Багровый молот - Алекс Брандт
Шрифт:
Интервал:
Канцлер нахмурился, провел рукой по редеющим волосам. Он не сможет пойти на подобный риск. Не сможет бросить на игорный стол жизни жены и детей, и свое честное имя, и судьбы тех, кто пойдет за ним. Даже если бы он был полностью уверен в успехе, и то не пошел бы на это. Власть нельзя сделать справедливой и доброй, расшатывая ее. Бамберг нельзя изменить, подтачивая опоры трона князя-епископа. Хаос безвластия куда страшнее, чем самая жестокая тирания. В особенности — в годы войны.

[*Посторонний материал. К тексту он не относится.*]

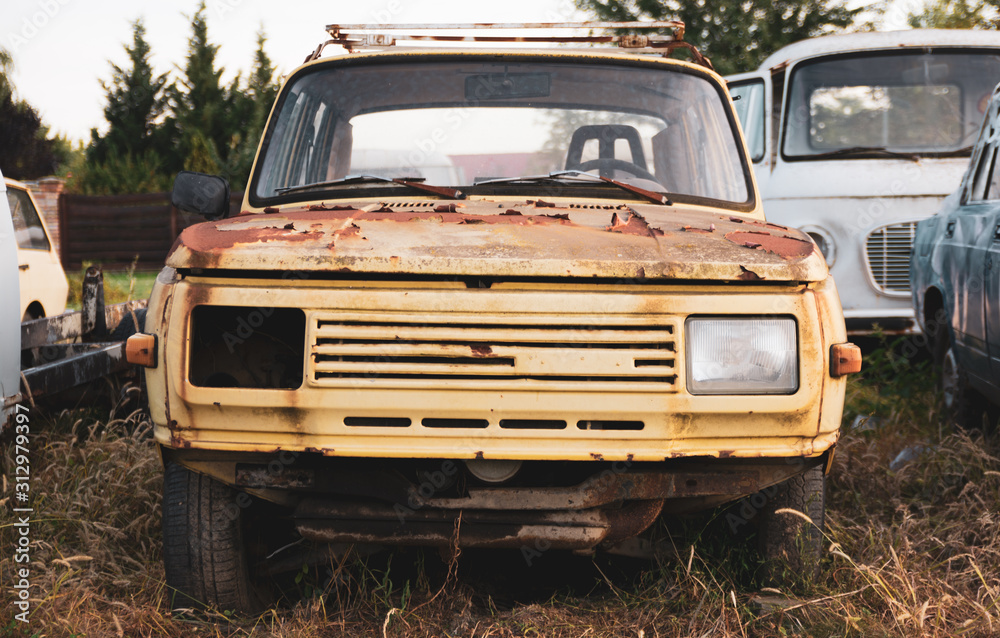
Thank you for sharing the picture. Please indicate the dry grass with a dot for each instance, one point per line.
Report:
(913, 551)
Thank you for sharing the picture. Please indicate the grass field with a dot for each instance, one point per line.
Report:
(119, 286)
(912, 551)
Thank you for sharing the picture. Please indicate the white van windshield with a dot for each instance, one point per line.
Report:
(907, 102)
(464, 123)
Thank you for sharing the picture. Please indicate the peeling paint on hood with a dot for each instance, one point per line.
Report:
(509, 238)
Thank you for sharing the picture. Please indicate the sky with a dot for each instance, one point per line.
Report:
(62, 49)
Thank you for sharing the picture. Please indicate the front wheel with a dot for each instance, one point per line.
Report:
(790, 544)
(204, 553)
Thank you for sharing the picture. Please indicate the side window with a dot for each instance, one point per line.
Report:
(748, 98)
(27, 226)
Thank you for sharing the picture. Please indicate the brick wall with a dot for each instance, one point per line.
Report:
(46, 192)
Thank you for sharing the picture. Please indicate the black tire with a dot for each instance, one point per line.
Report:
(790, 546)
(204, 554)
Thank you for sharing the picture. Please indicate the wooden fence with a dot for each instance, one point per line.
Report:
(115, 230)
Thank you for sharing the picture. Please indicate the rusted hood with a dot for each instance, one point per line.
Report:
(503, 239)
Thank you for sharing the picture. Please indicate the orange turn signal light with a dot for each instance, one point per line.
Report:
(845, 358)
(140, 349)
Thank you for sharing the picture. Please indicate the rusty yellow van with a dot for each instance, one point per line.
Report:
(485, 297)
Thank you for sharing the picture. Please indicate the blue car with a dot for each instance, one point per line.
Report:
(955, 278)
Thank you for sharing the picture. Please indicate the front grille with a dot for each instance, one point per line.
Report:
(509, 348)
(889, 249)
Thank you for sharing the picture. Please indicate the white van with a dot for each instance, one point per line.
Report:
(10, 321)
(43, 281)
(857, 137)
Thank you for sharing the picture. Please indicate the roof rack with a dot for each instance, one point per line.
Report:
(354, 37)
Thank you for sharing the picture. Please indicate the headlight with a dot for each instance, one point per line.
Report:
(752, 355)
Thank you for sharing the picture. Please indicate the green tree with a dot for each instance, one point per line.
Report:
(955, 14)
(26, 151)
(251, 107)
(735, 34)
(203, 108)
(133, 155)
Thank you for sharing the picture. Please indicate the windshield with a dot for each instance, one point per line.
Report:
(912, 102)
(461, 124)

Что же ему остается? Делать то, что делал все эти годы. Ослаблять позиции Фёрнера. Привлекать на свою сторону новых союзников. Тайком рассылать во все уголки Империи письма с описанием творящихся в Бамберге беззаконий. Одно из таких писем Ханс Энгер тайком отвез в Ватикан полгода назад. Другие были отправлены в Мюнхен и Магдебург. Через несколько дней Альфред Юниус отвезет в Нюрнберг пакет для патера Ламормейна. Капля разбивает камень не силой, а частотой попадания. Наступит день, когда сановники императора надавят на его сиятельство и тому волей-неволей придется умерить свой пыл и пойти на уступки. И в этот день он, Георг Адам Хаан, поймет, что не зря прожил свою жизнь.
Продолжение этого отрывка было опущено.